Wageningen University, Department of Agrotechnology & Food Sciences, The Netherlands.
Food Funct. 2020 May 1;11(5):4026-4037. doi: 10.1039/d0fo00472c. Epub 2020 Apr 23.
Broccoli is rich in glucosinolates, which can be converted upon chewing and processing into Aryl hydrocarbon Receptor (AhR) ligands. Activation of AhR plays an important role in overall gut homeostasis but the role of broccoli processing on the generation of AhR ligands is still largely unknown. In this study, the effects of temperature, cooking method (steaming versus boiling), gastric pH and further digestion of broccoli on AhR activation were investigated in vitro and in ileostomy subjects. For the in vitro study, raw, steamed (t = 3 min and t = 6 min) and boiled (t = 3 min and t = 6 min) broccoli were digested in vitro with different gastric pH. In the in vivo ileostomy study, 8 subjects received a broccoli soup or a broccoli soup plus an exogenous myrosinase source. AhR activation was measured in both in vitro and in vivo samples by using HepG2-Lucia™ AhR reporter cells. Cooking broccoli reduced the AhR activation measured after gastric digestion in vitro, but no effect of gastric pH was found. Indole AhR ligands were not detected or detected at very low levels both after intestinal in vitro digestion and in the ileostomy patient samples, which resulted in no AhR activation. This suggests that the evaluation of the relevance of glucosinolates for AhR modulation in the gut cannot prescind from the way broccoli is processed, and that broccoli consumption does not necessarily produce substantial amounts of AhR ligands in the large intestine.
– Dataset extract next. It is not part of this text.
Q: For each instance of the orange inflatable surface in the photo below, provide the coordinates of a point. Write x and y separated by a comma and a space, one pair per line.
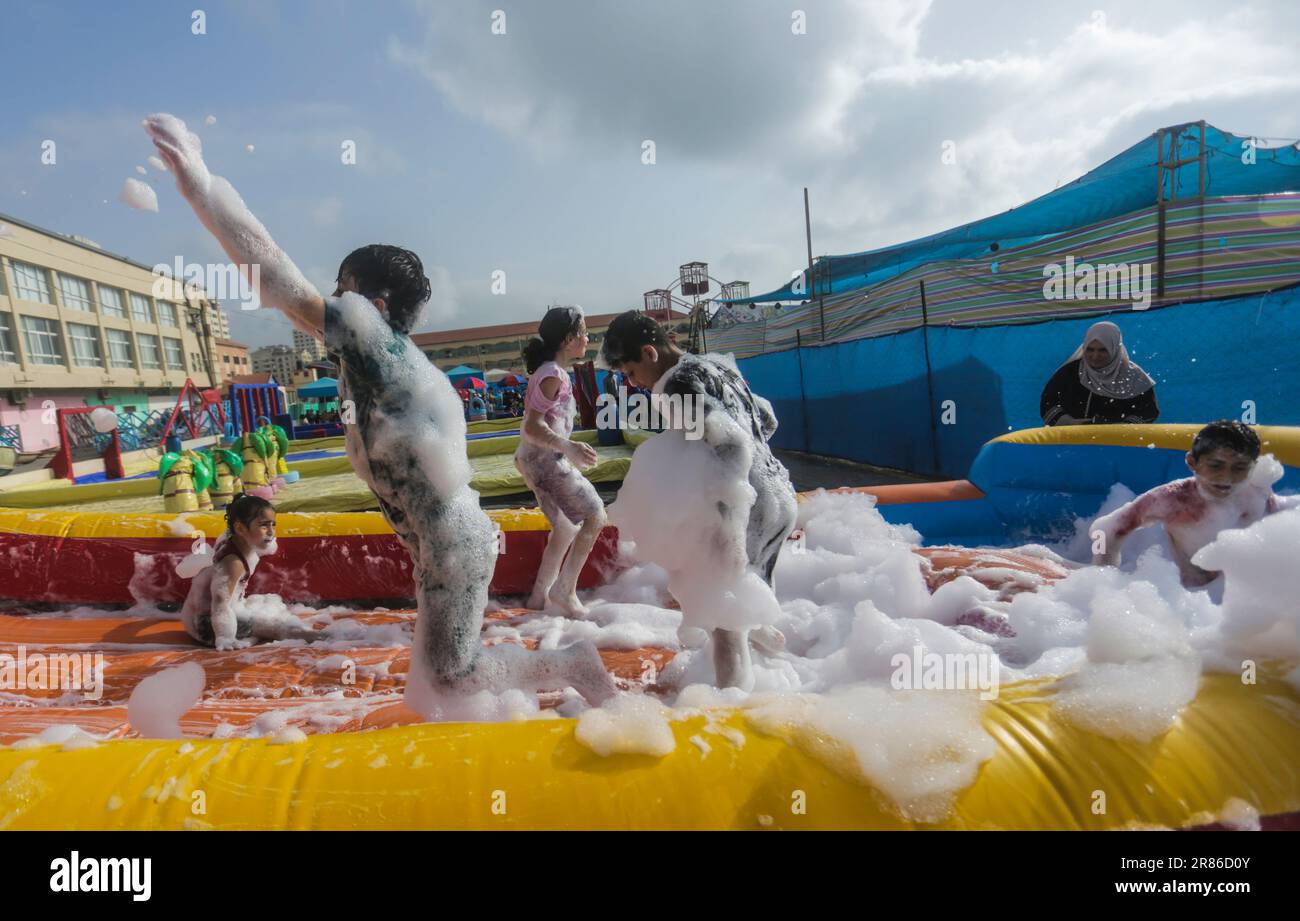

西兰花富含硫代葡萄糖苷,这些物质在咀嚼和加工过程中可转化为芳烃受体 (AhR) 配体。AhR 的激活在肠道整体稳态中起着重要作用,但西兰花加工对 AhR 配体生成的作用在很大程度上仍不清楚。在这项研究中,研究人员在体外和回肠造口术患者中研究了温度、烹饪方法(蒸与煮)、胃 pH 值以及西兰花的进一步消化对 AhR 激活的影响。在体外研究中,生的、蒸制的(t = 3 分钟和 t = 6 分钟)和煮制的(t = 3 分钟和 t = 6 分钟)西兰花在不同的胃 pH 值下进行体外消化。在体内回肠造口术研究中,8 名受试者分别接受了西兰花汤或西兰花汤加外源性芥子酶源。通过 HepG2-Lucia™ AhR 报告细胞测量体外和体内样本中的 AhR 激活。烹饪西兰花可降低体外胃消化后测量的 AhR 激活,但胃 pH 值没有影响。吲哚 AhR 配体在肠内体外消化后和回肠造口术患者样本中均未检测到或检测到非常低的水平,因此没有 AhR 激活。这表明,不能脱离西兰花加工方式来评估肠道中硫代葡萄糖苷对 AhR 调节的相关性,并且西兰花的摄入不一定会在大肠中产生大量的 AhR 配体。